東中神は、駅の南側に大きな昭和公園が広がっており、野球場・陸上競技場・テニスコートのほか、自由広場や小動物園もあり、スポーツだけでなく、市民の憩い場にもなっている。夏には高校野球の西東京大会が開催される野球場としても、有名だ。
東中神を出発した電車は、次の中神駅に停車する。

中神駅は1908年の設置であり、100年以上の歴史を持つ。中神駅からは立川駅まで7分、直通の青梅特快では新宿駅まで32分、東京駅までは約47分の乗車時間で結ばれている。
朝の上り電車は、6時台10本・7時台14本・8時台10本の設定があり、平日日中時間帯は毎時5本~7本程度の本数である。JR中央線の乗り入れ電車も少なくないので、例えばグリーン車を使うなどをすれば快適な通勤もできるだろう。
中神駅北側で進む整備計画では二つの公園を新たに整備
そんな中神駅周辺では、公園の新設工事が進められている。

公園整備を含むまちづくりについて、昭島市では「中神駅北側地域整備計画」を策定し、土地利用や道路整備及び公園・緑地整備の基本方針を定めている。
このうち公園整備については、以前より計画がなされていた南文化公園と新畑公園の二つの公園を今後早期に整備する方針を定めており、一足先に南文化園については、昨年12月より使用が開始されている。

南文化園は、インクルーシブ遊具(複合遊具、ブランコ)・幼児用遊具・トイレ・ミスト・ベンチ・園路・四阿(あずまや)・駐輪場・くじら山(築山)などが設置されており、これは複数回開催されたワークショップやアンケートなどで、地域住民の要望をできるだけ取り入れた結果となっており、子どもたちの遊び場として今後活用されていくことになるだろう。
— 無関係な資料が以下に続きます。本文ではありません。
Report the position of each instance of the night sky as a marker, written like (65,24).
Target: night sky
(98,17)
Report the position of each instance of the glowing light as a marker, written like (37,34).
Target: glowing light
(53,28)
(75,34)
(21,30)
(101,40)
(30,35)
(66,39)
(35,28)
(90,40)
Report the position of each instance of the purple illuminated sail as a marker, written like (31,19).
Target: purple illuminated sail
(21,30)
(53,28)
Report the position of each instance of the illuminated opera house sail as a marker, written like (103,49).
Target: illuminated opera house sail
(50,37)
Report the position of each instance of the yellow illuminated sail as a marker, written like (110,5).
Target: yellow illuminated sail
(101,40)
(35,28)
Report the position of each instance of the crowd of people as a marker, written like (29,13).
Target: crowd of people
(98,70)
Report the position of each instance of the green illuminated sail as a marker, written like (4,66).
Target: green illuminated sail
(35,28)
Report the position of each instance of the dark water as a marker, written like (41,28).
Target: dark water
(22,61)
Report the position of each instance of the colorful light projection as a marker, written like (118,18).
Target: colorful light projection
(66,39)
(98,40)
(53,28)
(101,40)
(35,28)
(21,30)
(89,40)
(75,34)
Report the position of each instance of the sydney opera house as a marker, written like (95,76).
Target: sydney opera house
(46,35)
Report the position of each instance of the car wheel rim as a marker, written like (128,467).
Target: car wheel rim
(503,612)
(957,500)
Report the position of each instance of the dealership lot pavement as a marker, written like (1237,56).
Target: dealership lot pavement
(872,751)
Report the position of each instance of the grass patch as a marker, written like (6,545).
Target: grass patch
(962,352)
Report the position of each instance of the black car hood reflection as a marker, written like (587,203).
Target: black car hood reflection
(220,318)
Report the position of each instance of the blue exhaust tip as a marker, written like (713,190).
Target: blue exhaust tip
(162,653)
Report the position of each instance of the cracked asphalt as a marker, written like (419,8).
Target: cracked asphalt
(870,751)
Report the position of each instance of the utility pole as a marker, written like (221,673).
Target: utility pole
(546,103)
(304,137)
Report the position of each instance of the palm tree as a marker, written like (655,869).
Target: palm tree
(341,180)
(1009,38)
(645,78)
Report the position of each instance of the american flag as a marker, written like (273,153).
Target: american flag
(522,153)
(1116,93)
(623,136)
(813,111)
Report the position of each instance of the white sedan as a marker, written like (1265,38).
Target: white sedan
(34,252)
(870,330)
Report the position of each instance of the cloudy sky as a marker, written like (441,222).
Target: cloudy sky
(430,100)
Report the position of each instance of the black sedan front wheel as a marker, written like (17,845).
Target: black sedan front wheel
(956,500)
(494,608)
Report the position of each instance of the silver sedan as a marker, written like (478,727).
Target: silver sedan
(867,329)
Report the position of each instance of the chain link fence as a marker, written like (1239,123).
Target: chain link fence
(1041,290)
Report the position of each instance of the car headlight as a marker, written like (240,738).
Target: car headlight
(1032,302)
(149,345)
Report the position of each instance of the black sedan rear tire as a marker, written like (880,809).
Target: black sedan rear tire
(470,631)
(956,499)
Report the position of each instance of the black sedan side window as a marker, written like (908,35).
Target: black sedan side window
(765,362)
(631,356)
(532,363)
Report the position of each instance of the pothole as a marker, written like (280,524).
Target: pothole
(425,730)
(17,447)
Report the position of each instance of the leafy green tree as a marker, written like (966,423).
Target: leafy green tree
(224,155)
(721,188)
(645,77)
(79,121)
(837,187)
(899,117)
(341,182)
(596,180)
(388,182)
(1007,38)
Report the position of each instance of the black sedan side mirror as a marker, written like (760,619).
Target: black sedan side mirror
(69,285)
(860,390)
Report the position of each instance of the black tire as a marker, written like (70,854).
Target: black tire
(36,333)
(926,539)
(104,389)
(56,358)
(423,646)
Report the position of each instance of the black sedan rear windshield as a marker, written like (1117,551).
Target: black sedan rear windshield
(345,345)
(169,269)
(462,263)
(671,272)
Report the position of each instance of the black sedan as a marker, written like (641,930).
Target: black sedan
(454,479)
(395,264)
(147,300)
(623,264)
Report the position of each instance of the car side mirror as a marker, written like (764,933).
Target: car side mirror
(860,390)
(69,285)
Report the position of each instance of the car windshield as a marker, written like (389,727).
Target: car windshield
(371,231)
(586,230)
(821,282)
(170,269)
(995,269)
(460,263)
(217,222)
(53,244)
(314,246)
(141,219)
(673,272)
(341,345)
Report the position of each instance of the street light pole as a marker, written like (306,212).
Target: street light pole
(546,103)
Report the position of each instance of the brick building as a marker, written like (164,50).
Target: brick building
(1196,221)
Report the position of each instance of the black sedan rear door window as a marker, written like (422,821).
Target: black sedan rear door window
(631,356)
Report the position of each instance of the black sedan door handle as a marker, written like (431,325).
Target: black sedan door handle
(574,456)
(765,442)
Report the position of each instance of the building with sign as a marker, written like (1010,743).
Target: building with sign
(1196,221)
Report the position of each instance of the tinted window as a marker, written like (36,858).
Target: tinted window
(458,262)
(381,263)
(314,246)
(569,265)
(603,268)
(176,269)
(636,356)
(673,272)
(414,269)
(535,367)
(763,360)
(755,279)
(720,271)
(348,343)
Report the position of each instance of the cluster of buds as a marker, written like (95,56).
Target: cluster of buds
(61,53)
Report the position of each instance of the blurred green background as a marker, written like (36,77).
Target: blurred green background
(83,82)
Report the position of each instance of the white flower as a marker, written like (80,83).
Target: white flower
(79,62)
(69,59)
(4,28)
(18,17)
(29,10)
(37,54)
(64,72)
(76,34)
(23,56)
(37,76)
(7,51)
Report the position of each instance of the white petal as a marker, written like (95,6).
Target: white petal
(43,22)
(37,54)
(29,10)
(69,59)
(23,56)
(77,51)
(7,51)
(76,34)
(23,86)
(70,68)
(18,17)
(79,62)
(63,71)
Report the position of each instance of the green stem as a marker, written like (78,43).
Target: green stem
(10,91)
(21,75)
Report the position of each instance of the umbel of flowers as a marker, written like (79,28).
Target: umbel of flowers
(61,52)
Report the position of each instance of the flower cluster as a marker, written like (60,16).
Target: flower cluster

昭島市としては、地域の皆様に親しまれる公園を目指し、公園周辺の皆様からのご意見を伺いながら事業を進めるとしており、周辺住民の期待は改めて高まりつつある。
その新畑公園予定地は昭島市中神町字中新畑周辺であり、今後の工事期間は令和7年9月8日から令和9年1月29日までと公表されている。

公園の中身としては、子どもたちが気軽にボール遊びができるようなボール遊び場整備、幼児の遊具広場や芝生広場、かまどなど防災用も兼ねたベンチ設置や、健康遊具なども用意される予定だ。

ボール遊び場では、ドッジボールが複数面行なえるような広さの確保やバスケットゴールの設置も予定されており、幅広い年齢層からの活用が期待されそうだ。

南文化園の広さは約4900㎡、今後整備が進む新畑公園の広さは約5800㎡となっており、東中神駅にある既存の昭和公園や国営昭和記念公園と合わせて、「ウェルビーイング」(心身ともに満たされた状態)になれる施設がさらに増加していくことになる。
中神駅を不動産視点で見てみると
では、中神駅周辺の不動産相場も見てみよう。
中神駅徒歩15分圏内の売地は、坪単価60万円台~100万円程度であり、都内への通勤圏内ということを加味しても求めやすい価格帯。
売り中古戸建は3000万円台からが相場であり、しかし売り物が多い雰囲気ではない。
これは商業施設が充実しているお隣の昭島駅まで近いことや、立川駅まで電車で7分ということで行きやすいこと、公園が多いことから引退世代や子育て世代まで暮らしやすいので、駅勢圏の物件は比較的引き合いが多いことなども影響しているようだ。
今回中神駅北口方面に新設される新畑公園付近には、日本航空電子工業・農林中金昭島センター・HOYA・日本電子など様々な企業がオフィスや工場を構えており、立川方面への通勤・通学以外にも地元エリアでの職住接近を目的とした賃貸需要があり、売買含めた不動産市況は底堅いようだ。

JR青梅線沿線はエリアによっては先行きの人口減少懸念などで、不動産価格が軟調な場所もある。しかし地価は比較的手頃感があり、需給バランスが良好で有望なエリアも散見されるので、沿線全体に関して今後も注目していくと投資妙味があるだろう。